- Theatrical release poster
- Directed by: Sohan Seenulal
- Written by: Sachi-Sethu
- Produced by: K. K. Narayanadas
- Starring: Mammootty Nadia Moidu Taapsee
- Cinematography: P. Sukumar
- Edited by: V. Sajan
- Music by: James Vasanthan
- Production company: Reels on Wheels
- Distributed by: Plaza Group of Release
- Release date: 14 April 2011;
- Country: India
- Language: Malayalam

= Doubles (2011 film) =

2011 Pan Indian film by Sohan Seenulal

Doubles is a 2011 Malayalam-language action comedy drama film directed by debutant Sohan Seenulal and written by the Sachi-Sethu duo. It stars Mammootty, Nadhiya Moidu and Taapsee, with Saiju Kurup, Anoop Chandran, Bijukuttan, Suraj Venjaramoodu, Anandaraj, Suresh and Avinash in other roles. It also features Roma and Rima Kallingal in cameo roles, and music by James Vasanthan. The film marks the comeback of Nadhiya and the debuts of Taapsee Pannu and Avinash in Malayalam cinema. The film released coinciding with the festival of Vishu on 14 April 2011. Doubles is a story of two siblings who rescue victims of road accidents.

==Cast==

- Mammootty as Giri
  - Tejus Ameer as Young Giri
- Nadia Moidu as Gowri
  - Raihana Mariyam as Young Gowri
- Taapsee Pannu as Saira Banu
- Suresh as Mishal Pierre
- Saiju Kurup as Sameer
- Anoop Chandran as Susheelan
- Bijukuttan as Joji
- Suraj Venjaramoodu as Adv. Lawrence
- Salim Kumar as SI P.P Joseph (Mayyazhi)
- Anandaraj as Patan
- Avinash as Louie
- Y. G. Mahendra as Pierre Sayippu
- Narayanan Kutty as Mukundan
- Geetha Vijayan as Giri's and Gowri's mother
- Anita Alex as Gowri's daughter
- Joju George as a doctor
- Abu Salim
- Jaya Menon
- Kiran Rathod (cameo)
- Roma (cameo)
- Rima Kallingal (cameo)
- Sruthi Ramakrishnan as Dr.

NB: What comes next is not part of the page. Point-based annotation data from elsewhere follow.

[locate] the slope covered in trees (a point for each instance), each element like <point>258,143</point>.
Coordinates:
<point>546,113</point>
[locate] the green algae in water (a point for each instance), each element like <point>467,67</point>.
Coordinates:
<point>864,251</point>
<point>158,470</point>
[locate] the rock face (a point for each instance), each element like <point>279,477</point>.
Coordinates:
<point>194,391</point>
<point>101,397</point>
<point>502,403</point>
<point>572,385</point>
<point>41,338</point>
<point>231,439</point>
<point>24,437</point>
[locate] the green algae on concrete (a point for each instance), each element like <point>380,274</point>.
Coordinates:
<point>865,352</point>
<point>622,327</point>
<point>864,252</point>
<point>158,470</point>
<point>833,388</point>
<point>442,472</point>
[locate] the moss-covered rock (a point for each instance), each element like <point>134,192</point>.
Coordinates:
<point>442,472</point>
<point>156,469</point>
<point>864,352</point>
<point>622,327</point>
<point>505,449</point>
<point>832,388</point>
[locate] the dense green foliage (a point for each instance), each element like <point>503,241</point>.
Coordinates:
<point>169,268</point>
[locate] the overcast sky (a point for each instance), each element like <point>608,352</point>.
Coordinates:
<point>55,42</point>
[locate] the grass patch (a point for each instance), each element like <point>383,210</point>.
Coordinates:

Beena (cameo)

==Production==
Doubles is the directorial debut of Sohan Seenulal. Seenulal had previously worked as an assistant director for many films including three starring Mammootty. It was during the filming of Mayavi (2007) that Seenulal approached Mammootty with the intention of making a film with him in the lead. Nadia Moidu, who was one of the most adored actresses of Malayalam cinema of all time, makes her comeback in Malayalam with this film. Mammootty and Nadia had earlier worked in Shyama (1986) and Poovinu Puthiya Poonthennal (1986). Both the actors were working together again after nearly quarter of a century. Originally planned to begin on 15 November 2010.

==Music==
The soundtrack was composed by James Vasanthan.
- "Aaru Nee Arike" – Hariharan
- "Kiliyamma Koodu Koottum" – Deepa Miriam, Karthik
- "Chaattamazhayo" – Sangeetha Sajith
- "Vedaanthame Doore" – Benny Dayal

==Release==

=== Theatrical ===
The film released coinciding with the festival of Vishu on 14 April 2011.

== Reception ==

===Critical reception===
Paresh C. Pallicha of Rediff.com rated the movie two in a scale of five and stated, "On the whole, Doubles has fallen to the level of a never-ending tacky television serial." Keerthi Ramachandran of Deccan Chronicle stated, "Doubles was more like a plot done in impromptu. With a very thin storyline of two siblings running an accident rescue service in Puducherry after their parents bled to death in a road accident, goes on to have a totally unrelated story behind." She also criticized the technical aspects of the film. Veeyen of Nowrunning.com rated the film 1.5 in a scale of five and said, "Doubles offers a desultory tour through streets that you have been through several times before. It's a dreary drama that has been dipped in the mundane. So, the disappointments are double, the predictability double and the corniness even more than double." The reviewer of Sify.com stated, "This one has been a disappointment, nothing less."

===Box office===
The film was commercial failure in Kerala box office but its Tamil version Puduvai Managaram was commercial success in Tamil Nadu box office and it ran over 50 days in theatres.